Trust your instincts
“Despite the growing reliance on “big data” to game out every decision, it’s clear to anyone with a glimmer of self-awareness that humans are incapable of constantly rational thought. We simply don’t have the time or capacity to calculate the statistical probabilities and potential risks that come with every choice.
But even if we were able to live life according to such detailed calculations, doing so would put us at a massive disadvantage. This is because we live in a world of deep uncertainty, in which neat logic simply isn’t a good guide. It’s well-established that data-based decisions don’t inoculate against irrationality or prejudice, but even if it was possible to create a perfectly rational decision-making system based on all past experience, this wouldn’t be a foolproof guide to the future.”-Olivia Goldhill
Check out this chart.
Every Single Cognitive Bias
It reminds me of Sheldon on “The Big Bang Theory”. It kind of paints a picture of autism and OCD behavior, which I’m not judging. The fact that Sheldon skews in favor of cold, hard science and numbs human emotion or social sensitivity is rare. I understand having lived with two different autistic partners. To me, the brilliance is attractive in some way. I’m not sure why yet. Maybe I’m on the spectrum as ADHD? My son thinks so but no one else does.
In the 1970s, two psychologists proved, once and for all, that humans are not rational creatures. Daniel Kahneman and Amos Tversky discovered “cognitive biases,” showing that humans systematically make choices that defy clear logic. I believe this is a visual interpretation of the original chart. It is worth looking at and makes the point that we are by and largely subjective, emotional creatures. It’s a beautiful thing…to me.

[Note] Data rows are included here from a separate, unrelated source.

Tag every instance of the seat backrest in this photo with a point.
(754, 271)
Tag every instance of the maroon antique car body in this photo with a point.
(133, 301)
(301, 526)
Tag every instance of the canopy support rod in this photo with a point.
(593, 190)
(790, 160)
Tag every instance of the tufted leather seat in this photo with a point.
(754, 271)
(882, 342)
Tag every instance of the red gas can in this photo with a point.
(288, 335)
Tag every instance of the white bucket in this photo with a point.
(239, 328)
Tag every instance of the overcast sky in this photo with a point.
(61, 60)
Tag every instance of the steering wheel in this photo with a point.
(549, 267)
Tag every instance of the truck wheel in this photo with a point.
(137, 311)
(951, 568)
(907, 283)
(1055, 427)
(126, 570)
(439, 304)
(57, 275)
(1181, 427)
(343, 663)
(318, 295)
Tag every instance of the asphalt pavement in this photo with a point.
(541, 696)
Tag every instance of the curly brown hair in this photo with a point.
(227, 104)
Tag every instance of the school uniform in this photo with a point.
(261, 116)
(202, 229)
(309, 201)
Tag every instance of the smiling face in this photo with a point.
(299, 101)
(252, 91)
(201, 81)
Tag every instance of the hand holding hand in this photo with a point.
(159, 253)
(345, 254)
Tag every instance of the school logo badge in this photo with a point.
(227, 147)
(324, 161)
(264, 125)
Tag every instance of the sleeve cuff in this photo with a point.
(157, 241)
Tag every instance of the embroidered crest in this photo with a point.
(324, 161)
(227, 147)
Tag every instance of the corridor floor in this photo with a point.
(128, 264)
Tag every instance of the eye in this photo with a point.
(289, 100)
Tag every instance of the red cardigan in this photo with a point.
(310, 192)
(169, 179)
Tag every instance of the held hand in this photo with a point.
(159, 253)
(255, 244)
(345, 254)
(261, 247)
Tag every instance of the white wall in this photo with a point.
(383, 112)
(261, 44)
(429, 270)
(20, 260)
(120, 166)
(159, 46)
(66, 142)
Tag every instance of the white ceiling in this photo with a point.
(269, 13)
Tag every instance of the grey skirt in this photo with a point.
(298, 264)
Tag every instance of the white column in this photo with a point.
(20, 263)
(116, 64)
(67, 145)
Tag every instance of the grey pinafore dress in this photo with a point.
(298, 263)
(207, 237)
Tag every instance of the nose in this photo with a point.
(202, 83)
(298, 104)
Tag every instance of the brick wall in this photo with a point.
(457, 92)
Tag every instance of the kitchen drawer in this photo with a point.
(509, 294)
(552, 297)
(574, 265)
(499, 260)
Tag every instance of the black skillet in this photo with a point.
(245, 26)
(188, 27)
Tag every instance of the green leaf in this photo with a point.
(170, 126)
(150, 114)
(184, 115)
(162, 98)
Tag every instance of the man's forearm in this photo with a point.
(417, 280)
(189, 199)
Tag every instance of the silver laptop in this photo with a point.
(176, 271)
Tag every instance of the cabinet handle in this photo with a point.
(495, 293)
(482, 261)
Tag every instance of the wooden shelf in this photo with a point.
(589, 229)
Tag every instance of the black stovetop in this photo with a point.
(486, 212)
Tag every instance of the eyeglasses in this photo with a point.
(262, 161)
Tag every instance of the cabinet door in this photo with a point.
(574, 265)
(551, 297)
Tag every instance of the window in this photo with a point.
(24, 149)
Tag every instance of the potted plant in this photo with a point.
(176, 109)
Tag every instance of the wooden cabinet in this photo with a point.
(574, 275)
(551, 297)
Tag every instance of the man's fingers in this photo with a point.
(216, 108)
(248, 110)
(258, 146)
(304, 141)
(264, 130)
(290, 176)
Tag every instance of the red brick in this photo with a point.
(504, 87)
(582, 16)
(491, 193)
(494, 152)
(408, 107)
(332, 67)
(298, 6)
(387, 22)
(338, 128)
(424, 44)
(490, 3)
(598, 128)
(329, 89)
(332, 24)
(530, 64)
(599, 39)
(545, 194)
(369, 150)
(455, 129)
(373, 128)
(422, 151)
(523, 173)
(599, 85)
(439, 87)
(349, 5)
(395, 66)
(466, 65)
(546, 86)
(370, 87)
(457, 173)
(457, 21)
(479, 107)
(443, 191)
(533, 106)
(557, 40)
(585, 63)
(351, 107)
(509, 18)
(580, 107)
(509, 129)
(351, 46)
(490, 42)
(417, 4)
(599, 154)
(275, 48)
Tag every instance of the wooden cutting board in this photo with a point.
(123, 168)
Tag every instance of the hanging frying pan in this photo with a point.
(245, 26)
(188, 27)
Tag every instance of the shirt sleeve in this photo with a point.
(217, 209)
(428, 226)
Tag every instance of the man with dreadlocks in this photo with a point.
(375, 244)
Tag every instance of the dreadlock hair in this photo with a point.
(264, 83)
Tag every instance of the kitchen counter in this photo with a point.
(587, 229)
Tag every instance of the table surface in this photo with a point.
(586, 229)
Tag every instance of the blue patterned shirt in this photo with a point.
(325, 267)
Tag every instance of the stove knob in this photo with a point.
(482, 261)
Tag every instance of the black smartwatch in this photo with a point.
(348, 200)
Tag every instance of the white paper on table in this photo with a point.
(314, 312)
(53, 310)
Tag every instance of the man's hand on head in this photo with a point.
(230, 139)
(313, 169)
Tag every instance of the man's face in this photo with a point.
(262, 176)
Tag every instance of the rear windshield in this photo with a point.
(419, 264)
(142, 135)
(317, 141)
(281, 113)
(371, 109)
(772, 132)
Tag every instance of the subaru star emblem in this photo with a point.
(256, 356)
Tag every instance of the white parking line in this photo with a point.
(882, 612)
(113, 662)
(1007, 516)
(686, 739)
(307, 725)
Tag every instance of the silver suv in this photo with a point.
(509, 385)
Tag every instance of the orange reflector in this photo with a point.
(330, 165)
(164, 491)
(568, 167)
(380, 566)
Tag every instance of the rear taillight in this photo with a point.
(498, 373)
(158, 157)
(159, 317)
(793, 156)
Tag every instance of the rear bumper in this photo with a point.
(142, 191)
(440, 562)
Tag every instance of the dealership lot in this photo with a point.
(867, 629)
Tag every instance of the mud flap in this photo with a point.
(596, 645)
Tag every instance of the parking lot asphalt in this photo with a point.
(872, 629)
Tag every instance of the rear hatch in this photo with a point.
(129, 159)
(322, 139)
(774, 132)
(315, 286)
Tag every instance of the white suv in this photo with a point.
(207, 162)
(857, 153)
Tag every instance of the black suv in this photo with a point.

Here is the full article that goes with the “Cognitive Bias Chart”;
Humans weren’t designed to be rational and we’re better thinkers for it.
“Unconvinced? There’s an excellent real-world example of this: The financial crisis. Experts created sophisticated models and were confident that the events of the 2007 crisis were statistically impossible. Gerd Gigerenzer, Director of the Max Planck Institute for Human Development in Germany, who studies decision-making in real-world settings, says there is a major flaw in any system that attempts to be overly rational in our highly uncertain world.”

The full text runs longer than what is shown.